AI Navigate

TopoBench: Benchmarking LLMs on Hard Topological Reasoning

arXiv cs.AI / 3/13/2026

📰 NewsModels & Research

Key Points

  • TopoBench introduces a benchmark suite with six puzzle families across three difficulty levels to evaluate LLMs on hard topological reasoning tasks.
  • The study finds frontier LLMs solve fewer than a quarter of hard instances, with two families nearly unsolved, highlighting current limitations in this reasoning domain.
  • The authors annotate 750 chain-of-thought traces to identify four causal failure modes, such as premature commitment and constraint forgetting, contributing to errors in solving puzzles.
  • Interventions show that certain error patterns directly impact performance, while repeated reasoning is a benign byproduct of search, pointing to bottlenecks in constraint extraction from spatial representations.
  • They explore mitigation strategies including prompt guidance, cell-aligned grid representations, and tool-based constraint checking, with code and data available on GitHub.

Abstract

Solving topological grid puzzles requires reasoning over global spatial invariants such as connectivity, loop closure, and region symmetry and remains challenging for even the most powerful large language models (LLMs).
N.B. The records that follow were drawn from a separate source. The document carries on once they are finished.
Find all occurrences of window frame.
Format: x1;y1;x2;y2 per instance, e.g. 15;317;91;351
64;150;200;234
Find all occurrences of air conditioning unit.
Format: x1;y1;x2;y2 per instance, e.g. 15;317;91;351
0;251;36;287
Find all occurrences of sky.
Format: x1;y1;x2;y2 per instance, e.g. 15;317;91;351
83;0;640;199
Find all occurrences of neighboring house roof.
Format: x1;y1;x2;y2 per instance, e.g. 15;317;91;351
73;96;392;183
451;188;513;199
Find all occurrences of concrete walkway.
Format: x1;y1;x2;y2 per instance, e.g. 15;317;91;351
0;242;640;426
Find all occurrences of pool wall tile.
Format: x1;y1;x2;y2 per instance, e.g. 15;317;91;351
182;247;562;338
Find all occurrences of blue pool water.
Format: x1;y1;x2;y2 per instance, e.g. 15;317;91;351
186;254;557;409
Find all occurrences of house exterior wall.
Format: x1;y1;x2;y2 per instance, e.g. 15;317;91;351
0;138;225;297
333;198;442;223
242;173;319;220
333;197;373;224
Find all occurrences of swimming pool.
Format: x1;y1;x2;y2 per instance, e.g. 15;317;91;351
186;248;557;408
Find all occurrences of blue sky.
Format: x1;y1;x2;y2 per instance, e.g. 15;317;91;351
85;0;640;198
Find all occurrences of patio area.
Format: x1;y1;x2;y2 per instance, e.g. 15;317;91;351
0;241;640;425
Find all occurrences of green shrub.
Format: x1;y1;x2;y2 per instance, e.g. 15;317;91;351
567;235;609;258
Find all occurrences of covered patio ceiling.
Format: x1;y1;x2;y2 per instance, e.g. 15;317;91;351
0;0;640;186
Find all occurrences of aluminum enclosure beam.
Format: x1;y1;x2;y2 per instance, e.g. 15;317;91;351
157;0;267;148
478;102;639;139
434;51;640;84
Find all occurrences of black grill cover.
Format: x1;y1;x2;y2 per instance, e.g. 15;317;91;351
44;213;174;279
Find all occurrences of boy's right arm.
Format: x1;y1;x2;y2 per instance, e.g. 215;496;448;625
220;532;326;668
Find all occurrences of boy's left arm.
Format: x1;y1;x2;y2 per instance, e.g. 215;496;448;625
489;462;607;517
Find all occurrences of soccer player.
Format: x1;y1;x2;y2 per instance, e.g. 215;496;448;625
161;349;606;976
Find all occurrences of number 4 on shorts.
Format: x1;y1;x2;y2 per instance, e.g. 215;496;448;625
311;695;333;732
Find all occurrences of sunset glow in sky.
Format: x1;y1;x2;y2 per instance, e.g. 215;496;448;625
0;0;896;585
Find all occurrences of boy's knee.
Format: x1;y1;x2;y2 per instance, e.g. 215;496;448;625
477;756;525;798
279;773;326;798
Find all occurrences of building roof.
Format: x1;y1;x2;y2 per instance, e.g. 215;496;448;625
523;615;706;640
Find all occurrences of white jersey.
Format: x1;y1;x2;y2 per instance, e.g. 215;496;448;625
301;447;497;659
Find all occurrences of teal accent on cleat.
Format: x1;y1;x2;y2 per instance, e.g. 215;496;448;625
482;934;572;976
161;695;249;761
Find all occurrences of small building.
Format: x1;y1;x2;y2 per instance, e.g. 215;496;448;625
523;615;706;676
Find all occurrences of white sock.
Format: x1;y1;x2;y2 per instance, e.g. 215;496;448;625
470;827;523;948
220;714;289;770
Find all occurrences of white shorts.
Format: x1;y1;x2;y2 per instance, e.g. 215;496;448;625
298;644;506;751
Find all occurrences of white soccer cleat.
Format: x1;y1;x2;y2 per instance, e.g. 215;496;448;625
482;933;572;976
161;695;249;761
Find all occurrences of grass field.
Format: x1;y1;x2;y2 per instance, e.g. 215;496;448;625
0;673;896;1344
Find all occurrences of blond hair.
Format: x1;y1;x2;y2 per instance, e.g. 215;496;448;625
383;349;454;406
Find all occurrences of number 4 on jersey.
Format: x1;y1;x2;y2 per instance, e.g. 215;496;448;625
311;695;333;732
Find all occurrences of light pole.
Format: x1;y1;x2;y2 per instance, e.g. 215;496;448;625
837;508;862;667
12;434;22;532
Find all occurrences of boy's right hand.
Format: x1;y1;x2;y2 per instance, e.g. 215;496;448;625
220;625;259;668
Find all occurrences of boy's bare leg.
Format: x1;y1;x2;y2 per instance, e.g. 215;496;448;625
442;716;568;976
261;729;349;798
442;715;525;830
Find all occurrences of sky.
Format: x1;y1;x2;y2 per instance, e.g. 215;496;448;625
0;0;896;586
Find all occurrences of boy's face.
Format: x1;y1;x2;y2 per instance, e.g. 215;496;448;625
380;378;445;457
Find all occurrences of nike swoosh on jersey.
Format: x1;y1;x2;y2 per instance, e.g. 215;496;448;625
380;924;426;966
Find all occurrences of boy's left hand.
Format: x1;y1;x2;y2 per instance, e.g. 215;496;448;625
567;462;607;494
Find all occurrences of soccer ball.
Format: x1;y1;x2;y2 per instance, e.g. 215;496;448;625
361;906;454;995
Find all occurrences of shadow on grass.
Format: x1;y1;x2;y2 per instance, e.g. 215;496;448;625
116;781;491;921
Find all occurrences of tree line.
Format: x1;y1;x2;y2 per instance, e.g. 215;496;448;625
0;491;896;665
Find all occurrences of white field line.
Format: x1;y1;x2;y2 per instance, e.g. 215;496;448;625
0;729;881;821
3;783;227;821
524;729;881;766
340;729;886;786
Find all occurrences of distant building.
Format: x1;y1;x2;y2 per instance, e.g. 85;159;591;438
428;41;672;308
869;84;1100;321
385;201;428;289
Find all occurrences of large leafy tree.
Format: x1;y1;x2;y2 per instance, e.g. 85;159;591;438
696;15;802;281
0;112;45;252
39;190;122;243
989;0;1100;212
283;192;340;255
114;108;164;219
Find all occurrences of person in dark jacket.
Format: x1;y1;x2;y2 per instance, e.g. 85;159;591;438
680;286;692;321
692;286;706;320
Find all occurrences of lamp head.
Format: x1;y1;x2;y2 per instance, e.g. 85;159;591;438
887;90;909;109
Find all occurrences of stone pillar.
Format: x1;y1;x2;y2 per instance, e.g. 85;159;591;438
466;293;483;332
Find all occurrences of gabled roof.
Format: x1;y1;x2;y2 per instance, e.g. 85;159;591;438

To study these abilities under controlled settings, we introduce TopoBench, a benchmark of six puzzle families across three difficulty levels. We evaluate strong reasoning LLMs on TopoBench and find that even frontier models solve fewer than one quarter of hard instances, with two families nearly unsolved. To investigate whether these failures stem from reasoning limitations or from difficulty extracting and maintaining spatial constraints, we annotate 750 chain of thought traces with an error taxonomy that surfaces four candidate causal failure modes, then test them with targeted interventions simulating each error type. These interventions show that certain error patterns like premature commitment and constraint forgetting have a direct impact on the ability to solve the puzzle, while repeated reasoning is a benign effect of search. Finally we study mitigation strategies including prompt guidance, cell-aligned grid representations and tool-based constraint checking, finding that the bottleneck lies in extracting constraints from spatial representations and not in reasoning over them. Code and data are available at github.com/mayug/topobench-benchmark.